Iran and the United States can get close to the nuclear deal
Iranian media claimed last week that Tehran and Washington had reached an initial agreement on lifting most of the US sanctions on the Islamic Republic.
“A series of diplomatic contacts and news of significant progress” indicates that indirect talks between Iran and the United States for a return to the Joint Comprehensive Plan of Action (JCPOA) “could be close to an agreement.” The Associated Press said today.
The talks are part of the Vienna negotiations to bring Washington and Tehran back into compliance with the 2015 Iran nuclear deal, which the White House unilaterally abandoned in 2018. The talks are being led by representatives from Russia, China, the United Kingdom, France and Iran. And Germany.
Late last week, the Iranian newspaper, Fars News, reported that Tehran and Washington had agreed to lift US sanctions on Iranian individuals and institutions, as well as the oil and banking sectors in the Islamic Republic.
© AP Photo / Vahid Salemi
An employee in the uranium enrichment plant in the Iranian city of Isfahan
Mikhail Ulyanov, Russia’s representative to international organizations in Vienna, tweeted last week that “indisputable progress” had been made in the talks, indicating that the JCPOJ would meet again at the end of next week.

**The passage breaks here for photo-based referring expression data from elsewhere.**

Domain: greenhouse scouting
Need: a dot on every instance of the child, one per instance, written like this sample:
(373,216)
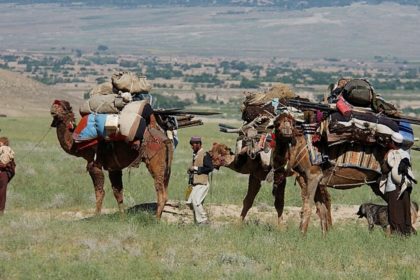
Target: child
(6,153)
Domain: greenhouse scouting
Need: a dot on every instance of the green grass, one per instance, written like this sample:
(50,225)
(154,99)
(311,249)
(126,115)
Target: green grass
(37,243)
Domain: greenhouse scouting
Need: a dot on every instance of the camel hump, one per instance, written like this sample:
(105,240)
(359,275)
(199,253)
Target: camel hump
(365,157)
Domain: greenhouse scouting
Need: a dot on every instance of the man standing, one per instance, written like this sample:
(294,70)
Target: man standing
(199,179)
(7,170)
(398,187)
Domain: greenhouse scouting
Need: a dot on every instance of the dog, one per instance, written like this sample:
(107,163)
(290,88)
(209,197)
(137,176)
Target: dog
(378,214)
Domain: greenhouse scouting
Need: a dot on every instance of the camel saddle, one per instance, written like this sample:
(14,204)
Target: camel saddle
(151,144)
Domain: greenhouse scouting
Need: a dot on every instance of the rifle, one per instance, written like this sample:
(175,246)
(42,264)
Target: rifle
(178,111)
(300,104)
(307,105)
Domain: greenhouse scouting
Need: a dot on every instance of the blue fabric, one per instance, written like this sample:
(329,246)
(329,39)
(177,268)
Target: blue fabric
(100,120)
(406,131)
(89,132)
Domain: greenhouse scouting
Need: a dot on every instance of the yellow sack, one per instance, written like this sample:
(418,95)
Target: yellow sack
(188,191)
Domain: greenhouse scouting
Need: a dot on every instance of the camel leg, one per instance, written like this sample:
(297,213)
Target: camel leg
(279,186)
(312,185)
(98,178)
(377,191)
(115,177)
(326,198)
(254,186)
(157,167)
(322,209)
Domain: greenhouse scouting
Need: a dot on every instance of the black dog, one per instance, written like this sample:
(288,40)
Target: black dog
(378,214)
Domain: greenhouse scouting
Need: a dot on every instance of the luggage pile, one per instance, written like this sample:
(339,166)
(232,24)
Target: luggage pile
(363,116)
(116,110)
(355,115)
(258,112)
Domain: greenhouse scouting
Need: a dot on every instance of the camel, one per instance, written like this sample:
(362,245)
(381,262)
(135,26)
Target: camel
(222,155)
(318,177)
(156,151)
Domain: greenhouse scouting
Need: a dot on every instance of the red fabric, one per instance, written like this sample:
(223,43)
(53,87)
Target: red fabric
(86,144)
(82,124)
(273,141)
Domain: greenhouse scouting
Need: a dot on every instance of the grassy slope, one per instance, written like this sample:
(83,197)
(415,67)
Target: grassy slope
(35,243)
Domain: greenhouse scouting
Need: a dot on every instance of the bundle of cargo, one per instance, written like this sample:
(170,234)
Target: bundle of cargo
(360,93)
(110,113)
(128,125)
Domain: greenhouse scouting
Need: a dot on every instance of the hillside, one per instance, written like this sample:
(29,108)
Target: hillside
(282,4)
(22,96)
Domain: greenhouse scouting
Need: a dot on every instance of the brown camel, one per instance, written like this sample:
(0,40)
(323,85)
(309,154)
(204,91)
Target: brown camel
(156,151)
(318,177)
(222,155)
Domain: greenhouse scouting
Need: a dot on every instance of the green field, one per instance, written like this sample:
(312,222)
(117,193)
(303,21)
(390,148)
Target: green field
(37,243)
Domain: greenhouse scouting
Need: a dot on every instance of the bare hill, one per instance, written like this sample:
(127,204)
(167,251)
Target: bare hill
(22,96)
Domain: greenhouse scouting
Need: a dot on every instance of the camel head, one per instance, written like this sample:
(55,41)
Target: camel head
(61,111)
(221,155)
(285,127)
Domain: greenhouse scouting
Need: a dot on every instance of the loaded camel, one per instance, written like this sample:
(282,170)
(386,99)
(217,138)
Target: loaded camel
(156,151)
(317,177)
(222,156)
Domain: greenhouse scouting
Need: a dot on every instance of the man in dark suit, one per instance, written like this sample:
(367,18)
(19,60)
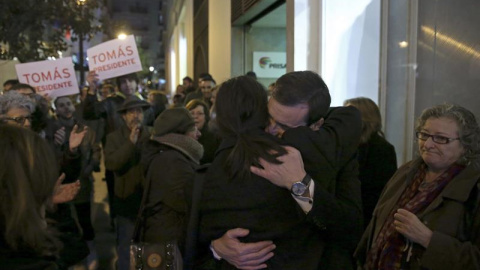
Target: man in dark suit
(325,183)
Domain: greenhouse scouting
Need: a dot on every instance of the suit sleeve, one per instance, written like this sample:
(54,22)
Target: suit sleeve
(337,207)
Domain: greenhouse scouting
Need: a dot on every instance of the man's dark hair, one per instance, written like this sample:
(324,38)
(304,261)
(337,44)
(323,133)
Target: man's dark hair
(299,87)
(131,76)
(188,79)
(11,82)
(23,86)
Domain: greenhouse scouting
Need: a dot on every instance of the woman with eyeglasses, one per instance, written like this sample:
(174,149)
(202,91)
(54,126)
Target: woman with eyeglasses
(427,216)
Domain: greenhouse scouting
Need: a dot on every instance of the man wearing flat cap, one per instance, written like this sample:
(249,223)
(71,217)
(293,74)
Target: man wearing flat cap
(122,156)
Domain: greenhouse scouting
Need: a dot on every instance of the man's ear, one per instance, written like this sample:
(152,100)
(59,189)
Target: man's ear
(316,126)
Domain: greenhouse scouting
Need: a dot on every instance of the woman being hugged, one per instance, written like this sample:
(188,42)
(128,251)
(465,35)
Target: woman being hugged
(233,197)
(427,216)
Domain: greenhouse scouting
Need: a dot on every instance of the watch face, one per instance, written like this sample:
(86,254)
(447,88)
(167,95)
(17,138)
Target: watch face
(298,188)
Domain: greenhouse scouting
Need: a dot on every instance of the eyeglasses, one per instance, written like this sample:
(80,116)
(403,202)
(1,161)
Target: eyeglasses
(19,120)
(435,138)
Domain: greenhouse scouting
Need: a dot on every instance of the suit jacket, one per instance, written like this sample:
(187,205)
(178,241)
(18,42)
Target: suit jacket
(453,217)
(329,156)
(323,239)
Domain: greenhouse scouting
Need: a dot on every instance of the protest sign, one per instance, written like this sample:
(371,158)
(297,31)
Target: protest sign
(55,78)
(114,58)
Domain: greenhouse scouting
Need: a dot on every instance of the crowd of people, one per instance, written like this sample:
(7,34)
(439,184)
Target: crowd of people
(233,176)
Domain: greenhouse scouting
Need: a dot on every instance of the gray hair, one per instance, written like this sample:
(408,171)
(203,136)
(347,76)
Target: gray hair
(468,129)
(13,99)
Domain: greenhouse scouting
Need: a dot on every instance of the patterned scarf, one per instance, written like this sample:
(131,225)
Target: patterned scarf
(389,246)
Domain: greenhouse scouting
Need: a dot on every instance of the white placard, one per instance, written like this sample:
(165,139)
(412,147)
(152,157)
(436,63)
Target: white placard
(114,58)
(55,78)
(269,64)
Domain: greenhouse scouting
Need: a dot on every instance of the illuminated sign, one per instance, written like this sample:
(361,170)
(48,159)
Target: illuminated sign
(269,64)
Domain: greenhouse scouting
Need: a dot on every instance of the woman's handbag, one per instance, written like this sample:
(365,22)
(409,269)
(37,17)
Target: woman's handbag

“Where are the Vienna talks on restoring the JCPOA? It’s too early to be enthusiastic, but we have reasons for cautious and growing optimism. There is no deadline, but the participants aim to successfully complete the talks in about three weeks. Realistic? We’ll see.”
But the US State Department was not so optimistic, saying, “We are not at the height of a détente.”
2015 Iran Nuclear Agreement (JCPOA)
The JCPOA was signed in 2015 by Iran, China, France, Germany, Russia, the United Kingdom and the United States, along with the European Union.
Iran should have reduced its nuclear program and drastically reduced its uranium reserves in exchange for the lifting of sanctions.
However, in 2018, US President Donald Trump announced the unilateral withdrawal from the agreement, initiating a strategy of imposing tough new sanctions on Iran.
Iran then began to suspend its obligations stipulated in the document, and Tehran’s positions became tougher after the killing of the physicist Mohsen Fakhrizadeh.